VAKİT SU MİSALİ…

Vakitler su misali akıp gidiyor… Bu vakitler öyle kıymetli ki; onu harcarken, neyle, kiminle, nerede harcadığınızı bir düşünün! Hatta bu düşünceyi günlük muhasebe haline getirin. Artılar eksiler olacaktır bunu yaparken… Örneğin lafa değil, lafı söyleyene bak! Harcadığın zamana değer mi?

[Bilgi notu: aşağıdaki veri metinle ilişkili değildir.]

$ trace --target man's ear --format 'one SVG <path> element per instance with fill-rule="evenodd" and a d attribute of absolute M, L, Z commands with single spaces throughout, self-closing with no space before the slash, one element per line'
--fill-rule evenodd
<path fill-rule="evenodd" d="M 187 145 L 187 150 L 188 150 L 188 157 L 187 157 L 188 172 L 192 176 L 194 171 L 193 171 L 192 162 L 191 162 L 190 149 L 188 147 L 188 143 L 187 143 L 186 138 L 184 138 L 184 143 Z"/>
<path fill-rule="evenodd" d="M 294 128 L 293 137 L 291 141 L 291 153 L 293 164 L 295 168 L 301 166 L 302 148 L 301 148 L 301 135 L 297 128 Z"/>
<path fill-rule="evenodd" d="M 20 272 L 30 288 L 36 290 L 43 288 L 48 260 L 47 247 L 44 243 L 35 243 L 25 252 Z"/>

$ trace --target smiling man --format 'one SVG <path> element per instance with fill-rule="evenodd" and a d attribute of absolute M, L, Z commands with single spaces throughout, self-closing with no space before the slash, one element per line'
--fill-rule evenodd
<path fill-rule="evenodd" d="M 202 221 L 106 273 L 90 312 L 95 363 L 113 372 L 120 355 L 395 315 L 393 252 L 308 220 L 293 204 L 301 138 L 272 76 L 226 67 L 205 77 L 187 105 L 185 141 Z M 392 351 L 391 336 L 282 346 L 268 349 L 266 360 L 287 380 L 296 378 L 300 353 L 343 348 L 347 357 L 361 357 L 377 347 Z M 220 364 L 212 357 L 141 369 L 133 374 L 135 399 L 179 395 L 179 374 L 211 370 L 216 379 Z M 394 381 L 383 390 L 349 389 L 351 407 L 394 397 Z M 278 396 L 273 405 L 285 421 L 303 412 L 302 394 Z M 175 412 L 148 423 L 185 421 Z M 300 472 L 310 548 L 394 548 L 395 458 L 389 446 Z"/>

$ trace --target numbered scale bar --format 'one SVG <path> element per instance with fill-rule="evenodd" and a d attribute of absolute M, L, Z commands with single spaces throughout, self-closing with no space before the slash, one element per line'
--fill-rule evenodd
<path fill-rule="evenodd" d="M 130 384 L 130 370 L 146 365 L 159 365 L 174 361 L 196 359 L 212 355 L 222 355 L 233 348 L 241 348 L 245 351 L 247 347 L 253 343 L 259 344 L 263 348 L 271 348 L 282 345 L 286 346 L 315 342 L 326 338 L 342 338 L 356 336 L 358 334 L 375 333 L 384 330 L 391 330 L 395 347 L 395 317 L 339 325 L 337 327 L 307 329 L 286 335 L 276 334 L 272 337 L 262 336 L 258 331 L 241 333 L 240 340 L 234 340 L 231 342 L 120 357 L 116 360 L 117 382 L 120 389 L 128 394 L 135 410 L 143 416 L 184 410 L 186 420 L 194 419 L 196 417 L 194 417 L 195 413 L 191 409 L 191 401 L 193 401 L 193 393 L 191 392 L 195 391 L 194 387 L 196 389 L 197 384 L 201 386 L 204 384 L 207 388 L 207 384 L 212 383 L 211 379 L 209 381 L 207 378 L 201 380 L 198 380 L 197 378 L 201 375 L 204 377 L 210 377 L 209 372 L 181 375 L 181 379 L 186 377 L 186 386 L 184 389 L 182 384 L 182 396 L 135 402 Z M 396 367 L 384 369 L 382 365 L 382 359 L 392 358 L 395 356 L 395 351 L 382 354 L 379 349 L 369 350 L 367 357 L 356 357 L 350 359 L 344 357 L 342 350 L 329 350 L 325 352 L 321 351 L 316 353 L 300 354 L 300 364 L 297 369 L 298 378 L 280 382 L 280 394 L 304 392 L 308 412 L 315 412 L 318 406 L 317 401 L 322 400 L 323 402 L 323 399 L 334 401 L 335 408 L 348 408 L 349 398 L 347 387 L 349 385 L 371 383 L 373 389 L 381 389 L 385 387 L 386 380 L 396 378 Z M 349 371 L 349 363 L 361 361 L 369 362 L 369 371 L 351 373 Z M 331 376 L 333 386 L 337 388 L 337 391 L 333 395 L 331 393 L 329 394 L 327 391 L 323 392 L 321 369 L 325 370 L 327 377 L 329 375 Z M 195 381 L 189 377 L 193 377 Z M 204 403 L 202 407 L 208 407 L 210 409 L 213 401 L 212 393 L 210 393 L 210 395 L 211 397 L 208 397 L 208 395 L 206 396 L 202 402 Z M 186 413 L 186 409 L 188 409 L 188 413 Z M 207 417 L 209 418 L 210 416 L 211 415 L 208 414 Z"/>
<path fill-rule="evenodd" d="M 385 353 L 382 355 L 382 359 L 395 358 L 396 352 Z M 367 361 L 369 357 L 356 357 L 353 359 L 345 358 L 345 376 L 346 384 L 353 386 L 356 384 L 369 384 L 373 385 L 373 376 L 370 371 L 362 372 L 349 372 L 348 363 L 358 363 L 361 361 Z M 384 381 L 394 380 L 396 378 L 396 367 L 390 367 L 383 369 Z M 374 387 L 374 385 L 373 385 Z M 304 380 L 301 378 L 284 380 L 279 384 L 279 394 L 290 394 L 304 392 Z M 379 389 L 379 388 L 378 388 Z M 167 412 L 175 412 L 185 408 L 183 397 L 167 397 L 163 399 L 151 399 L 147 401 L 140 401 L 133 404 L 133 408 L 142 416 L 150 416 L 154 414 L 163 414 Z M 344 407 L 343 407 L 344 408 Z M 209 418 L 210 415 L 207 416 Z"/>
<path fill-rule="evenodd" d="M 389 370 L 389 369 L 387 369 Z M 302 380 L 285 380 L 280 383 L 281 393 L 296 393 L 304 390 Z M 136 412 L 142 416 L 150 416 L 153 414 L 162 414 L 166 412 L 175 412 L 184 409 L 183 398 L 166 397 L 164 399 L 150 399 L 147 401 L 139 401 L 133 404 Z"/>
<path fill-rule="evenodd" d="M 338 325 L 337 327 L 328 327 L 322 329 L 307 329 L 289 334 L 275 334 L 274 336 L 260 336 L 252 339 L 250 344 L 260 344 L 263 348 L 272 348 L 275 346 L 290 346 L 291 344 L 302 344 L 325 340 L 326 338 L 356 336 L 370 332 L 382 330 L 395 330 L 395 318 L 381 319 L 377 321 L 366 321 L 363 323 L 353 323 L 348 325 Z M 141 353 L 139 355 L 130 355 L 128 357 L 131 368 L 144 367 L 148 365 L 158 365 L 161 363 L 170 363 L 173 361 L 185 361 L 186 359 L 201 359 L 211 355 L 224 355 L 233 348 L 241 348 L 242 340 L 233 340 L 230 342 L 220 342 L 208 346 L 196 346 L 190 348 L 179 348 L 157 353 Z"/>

Aslında bu söylediklerimde de bir çıkar ilişkisi vardır. Fakat menfaatçilik yoktur. Faydalanma vardır. Çünkü vakitlerin içinde zamandan kazanmak için doğruların aynı çizgide olması gerekir. Doğrular aynı çizgide değilse o zaman sorun bakalım:
Bir senenin kıymeti nasıldır ey sınıfta kalan öğrenci? Düşünmek bile istemiyorsun değil mi?
Ya sen anne! Şimdi sen söyle? Bir ayın kıymetini anladın mı erken doğumla premature bir bebeği dünyaya getirirken? Zor, değil mi?
Ya ben? Ey yenikonya gazetesi kültür-sanat editörü… Sen anlayabildin mi, günlük altı Word sayfasında harcadığın vaktin değerini?
Ya sen ey yolcu! Bir dakikanın kıymetini treni, uçağı, otobüsü kaçırdıktan sonra anlayabildin mi?
Ya da sen! Bir saniyenin kıymetini şu kazayı kıl payıyla atlatan vatandaş, sen kavrayabildin mi?
Bari sen söyle ey maratoncu? Bir milisaniyenin farkıyla gümüş madalya alıp üzülen atlet, idrak edebildin mi?
Sahip olduğunuz her anı değerlendirelim. Daha fazla değer verelim. Çok özel biriyle zamanınızı harcamaya değecekse harcayın, paylaşın onunla… Şunu unutmayalım ki, zaman hiç kimseyi beklemeye gelmiyor.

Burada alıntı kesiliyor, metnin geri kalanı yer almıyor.